I got this recipe out of ‘Mama’s Italian Cookbook’. It’s similiar to a risotto. Lovely and comforting food. Give it a go, you won’t be disappointed.
1 litre chicken stock
6 tbsp butter
3 shallots, finely chopped
115g/4 oz pancetta or rindless lean bacon, diced
150ml dry white wine
175g petis pois, thawed if frozen
Salt and pepper
Parmesan cheese shavings to garnish
1. Pour the stock into a large saucepan and bring to the boil.
2. Reduce the heat and leave to simmer gently.
3. Melt 4 tablespoons of the butter in a large, heavy-based saucepan.
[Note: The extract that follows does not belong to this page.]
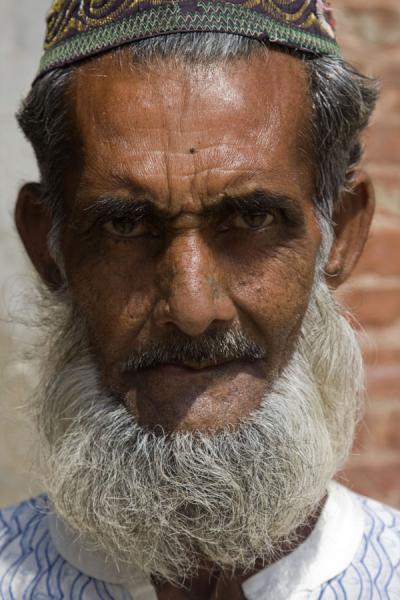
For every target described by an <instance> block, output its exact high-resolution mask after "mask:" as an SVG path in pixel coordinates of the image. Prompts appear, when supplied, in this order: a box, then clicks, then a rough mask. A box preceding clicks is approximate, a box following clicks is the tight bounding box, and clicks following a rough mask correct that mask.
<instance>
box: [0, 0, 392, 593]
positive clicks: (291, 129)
mask: <svg viewBox="0 0 400 600" xmlns="http://www.w3.org/2000/svg"><path fill="white" fill-rule="evenodd" d="M376 96H377V93H376V85H375V83H374V82H373V81H372V80H369V79H367V78H365V77H363V76H362V75H361V74H359V73H358V72H356V71H355V70H354V69H352V68H351V67H350V66H349V65H347V64H346V63H345V62H344V61H343V60H342V59H341V58H340V52H339V49H338V46H337V44H336V41H335V33H334V20H333V16H332V12H331V8H330V7H329V6H328V5H327V3H324V2H322V1H321V0H292V1H290V0H285V1H283V0H279V1H278V0H269V1H266V0H265V1H260V2H248V1H242V0H231V1H230V2H221V1H218V2H216V1H214V0H212V1H210V0H199V1H195V0H194V1H192V0H179V1H174V2H171V1H169V0H146V1H144V0H135V1H134V0H132V1H131V0H108V1H99V0H81V1H79V2H78V0H64V1H63V0H57V1H55V2H53V6H52V9H51V11H50V13H49V17H48V31H47V38H46V45H45V52H44V55H43V58H42V62H41V66H40V70H39V73H38V76H37V78H36V80H35V82H34V84H33V86H32V89H31V91H30V93H29V95H28V97H27V99H26V100H25V102H24V103H23V106H22V108H21V111H20V113H19V115H18V120H19V123H20V125H21V127H22V129H23V131H24V132H25V134H26V136H27V138H28V139H29V140H30V142H31V143H32V145H33V147H34V150H35V152H36V156H37V160H38V164H39V167H40V172H41V181H40V183H39V184H37V183H28V184H26V185H24V186H23V188H22V189H21V191H20V193H19V196H18V200H17V206H16V224H17V228H18V232H19V234H20V236H21V239H22V241H23V243H24V246H25V248H26V250H27V252H28V254H29V256H30V258H31V260H32V263H33V265H34V266H35V268H36V270H37V272H38V273H39V275H40V281H41V283H40V285H39V292H40V293H39V298H38V301H39V306H40V309H41V312H40V314H41V324H42V327H43V330H44V338H43V353H42V356H41V365H42V379H41V383H40V385H39V386H38V389H37V393H36V396H35V403H34V407H35V415H36V418H37V422H38V425H39V430H40V432H41V435H42V443H41V448H42V456H41V458H42V465H43V474H44V477H45V489H46V492H47V495H46V496H42V497H39V498H36V499H34V500H31V501H29V502H24V503H22V504H20V505H19V506H17V507H13V508H11V509H6V510H4V511H2V513H1V531H2V533H1V549H0V561H1V562H0V564H1V570H0V575H1V579H0V590H1V598H4V599H7V600H9V599H12V598H15V599H22V598H24V599H34V600H39V599H45V598H52V599H57V600H58V599H61V598H72V599H77V600H78V599H83V600H88V599H96V600H100V599H106V598H107V599H115V600H119V599H121V600H122V599H128V598H131V599H132V600H145V599H146V600H150V599H159V600H167V599H168V600H171V599H174V600H180V599H182V600H183V599H192V600H195V599H196V600H211V599H214V600H217V599H219V600H238V599H247V600H263V599H271V600H288V599H293V600H294V599H296V600H300V599H302V600H305V599H310V600H311V599H312V600H317V599H320V600H330V599H334V598H348V599H351V600H355V599H361V600H366V599H378V598H380V599H383V598H388V599H390V600H395V599H396V598H397V599H398V598H400V567H399V557H400V517H399V515H398V514H397V513H396V512H395V511H393V510H391V509H389V508H387V507H385V506H382V505H379V504H378V503H376V502H374V501H372V500H368V499H365V498H360V497H358V496H356V495H355V494H353V493H351V492H349V491H346V490H345V489H344V488H342V487H341V486H339V485H338V484H336V483H333V482H332V478H333V476H334V475H335V473H336V472H337V471H338V469H339V468H340V467H341V465H342V464H343V462H344V460H345V459H346V457H347V455H348V452H349V450H350V448H351V445H352V438H353V432H354V426H355V423H356V420H357V418H358V415H359V401H360V395H361V392H362V386H363V383H362V382H363V377H362V364H361V356H360V350H359V347H358V345H357V341H356V339H355V335H354V333H353V331H352V329H351V327H350V326H349V325H348V322H347V321H346V319H345V318H344V316H343V314H342V312H341V310H340V308H339V307H338V306H337V305H336V303H335V301H334V299H333V297H332V292H333V290H334V289H335V288H336V287H337V286H339V285H340V284H341V283H342V282H343V281H344V280H345V279H346V278H347V277H348V275H349V274H350V273H351V271H352V269H353V267H354V265H355V263H356V261H357V259H358V257H359V255H360V253H361V252H362V249H363V245H364V243H365V240H366V238H367V235H368V229H369V225H370V221H371V218H372V214H373V207H374V202H373V192H372V187H371V184H370V182H369V180H368V177H367V175H366V174H365V173H363V172H362V171H361V170H359V169H358V168H357V163H358V162H359V160H360V157H361V146H360V134H361V132H362V130H363V129H364V128H365V127H366V126H367V124H368V120H369V117H370V115H371V113H372V111H373V108H374V104H375V101H376Z"/></svg>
4. Add the shallots and pancetta and cook over a low heat, stirring occasionally, for 5 minutes, until the shallots are soft.
5. Add the rice and cook, stirring constantly, for 2-3 minutes, until all the grains are thoroughly coated and glistening.
6. Pour in the wine and cook, stirring constantly, until it has almost completely evaporated.
7. Add a ladleful of hot stock and cook, stirring constantly, until all the stock has been absorbed.
8. Continue cooking and adding the stock, a ladleful at a time, for about 10 minutes.
9. Add the peas, then continue adding the stock, a ladleful at a time, for a further 10 minutes, or until the rice is tender and the liquid has been absorbed.
10. Stir in the remaining butter and season to taste with salt and pepper.
11. Transfer to a warmed serving dish, garnish with cheese shavings and serve immediately.